Methods of Multivariate Analysis, Second Edition
How to Cite
Rencher, A. C. (2002) Factor Analysis, in Methods of Multivariate Analysis, Second Edition, John Wiley & Sons, Inc., New York, NY, USA. doi: 10.1002/0471271357.ch13
- Published Online: 27 MAR 2003
- Published Print: 22 FEB 2002
Print ISBN: 9780471418894
Online ISBN: 9780471271352
- common factors;
- latent variables;
- specific variance;
- spectral decomposition;
- principal factor method;
- iterated principal factor method;
- Heywood case;
- maximum likelihood;
- scree test;
- orthogonal rotation;
- oblique rotation;
- varimax rotation;
- simple structure;
- complexity of a variable;
- pattern matrix;
- structure matrix;
- factor scores;
- measure of sampling adequacy
In factor analysis we represent each of the variables y1, y2, …, yp as a linear combination of a few random variables f1, f2, …, fm (m < p) called factors. The coefficients of the factors are called loadings. The factors are underlying constructs or latent variables that ‘generate’ the y's. Like the original variables, the factors vary from individual to individual; but unlike the variables, the factors cannot be measured or observed.
If the original variables y1, y2, …, yp are at least moderately correlated, the basic dimensionality of the system is less than p. The goal of factor analysis is to reduce the redundancy among the variables by using a smaller number of factors.
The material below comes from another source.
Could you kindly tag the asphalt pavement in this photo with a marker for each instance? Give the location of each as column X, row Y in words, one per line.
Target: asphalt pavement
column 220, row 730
Suppose the pattern of the high and low correlations in the correlation matrix is such that the variables in a particular subset have high correlations among themselves but low correlations with all the other variables. Then there may be a single underlying factor that gave rise to the variables in the subset. If the other variables can be similarly grouped into subsets with a like pattern of correlations, then a few factors can represent these groups of variables. In this case the pattern in the correlation matrix corresponds directly to the factors.
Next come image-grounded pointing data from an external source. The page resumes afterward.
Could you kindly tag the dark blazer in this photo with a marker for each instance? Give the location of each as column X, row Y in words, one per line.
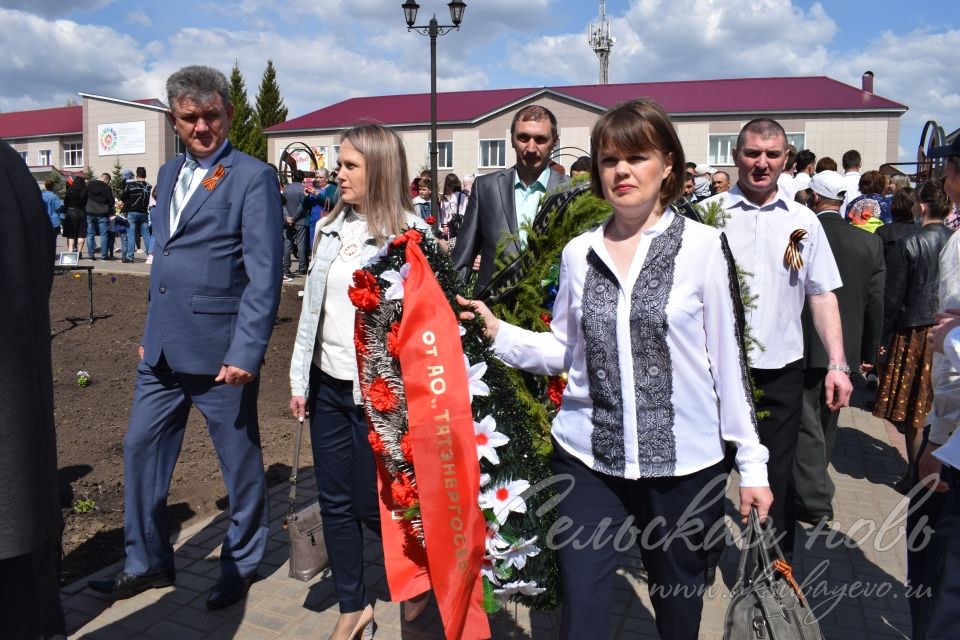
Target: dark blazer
column 29, row 501
column 892, row 232
column 490, row 216
column 859, row 256
column 912, row 295
column 215, row 284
Certain basic assumptions are made about the factors and the error term in the model. These assumptions lead to an expression for the covariance matrix of the y's as a function of the loadings (coefficients of the factors in the model). Various methods of estimating the loadings are discussed.
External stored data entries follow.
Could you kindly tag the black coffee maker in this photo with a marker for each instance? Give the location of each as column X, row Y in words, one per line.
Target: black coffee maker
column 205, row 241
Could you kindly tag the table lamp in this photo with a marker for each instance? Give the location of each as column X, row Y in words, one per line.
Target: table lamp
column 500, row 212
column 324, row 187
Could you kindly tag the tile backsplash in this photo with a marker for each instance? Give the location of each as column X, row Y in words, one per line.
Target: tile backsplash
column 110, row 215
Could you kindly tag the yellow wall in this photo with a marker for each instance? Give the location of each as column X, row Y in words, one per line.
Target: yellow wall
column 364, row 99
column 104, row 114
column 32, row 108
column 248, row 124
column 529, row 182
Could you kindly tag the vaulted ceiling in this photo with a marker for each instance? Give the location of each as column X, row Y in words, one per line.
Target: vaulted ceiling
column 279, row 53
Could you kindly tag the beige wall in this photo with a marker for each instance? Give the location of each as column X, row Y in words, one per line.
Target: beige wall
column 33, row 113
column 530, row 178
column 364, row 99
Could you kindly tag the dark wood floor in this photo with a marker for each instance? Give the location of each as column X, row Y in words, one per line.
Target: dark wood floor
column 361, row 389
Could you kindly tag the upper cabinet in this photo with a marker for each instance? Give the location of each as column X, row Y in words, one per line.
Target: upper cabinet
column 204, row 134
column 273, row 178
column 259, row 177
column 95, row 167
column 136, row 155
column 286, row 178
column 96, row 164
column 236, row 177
In practice, there are some data sets for which the factor analysis model does not provide a satisfactory fit. Sometimes a few easily interpretable factors emerge, but for other data sets, neither the number of factors nor the interpretation is clear. Some possible reasons for these failures are discussed in Section 13.7.
There are four common methods that can be used to decide how many factors to use in fitting the model. Three of the four methods are based on the eigenvalues of the covariance matrix (or correlation matrix). These three methods will usually agree for a data set that can be successfully fit by factor analysis.
The loadings can be rotated without losing any essential properties. This usually results in factors that are more interpretable.
In some applications, we are interested in factor scores, which are estimates of the underlying factor values for each observation. These can be obtained from the y's by a regression method.
The techniques in this chapter are amply illustrated with real data sets, and the problems at the end of the chapter further develop and illustrate the methods.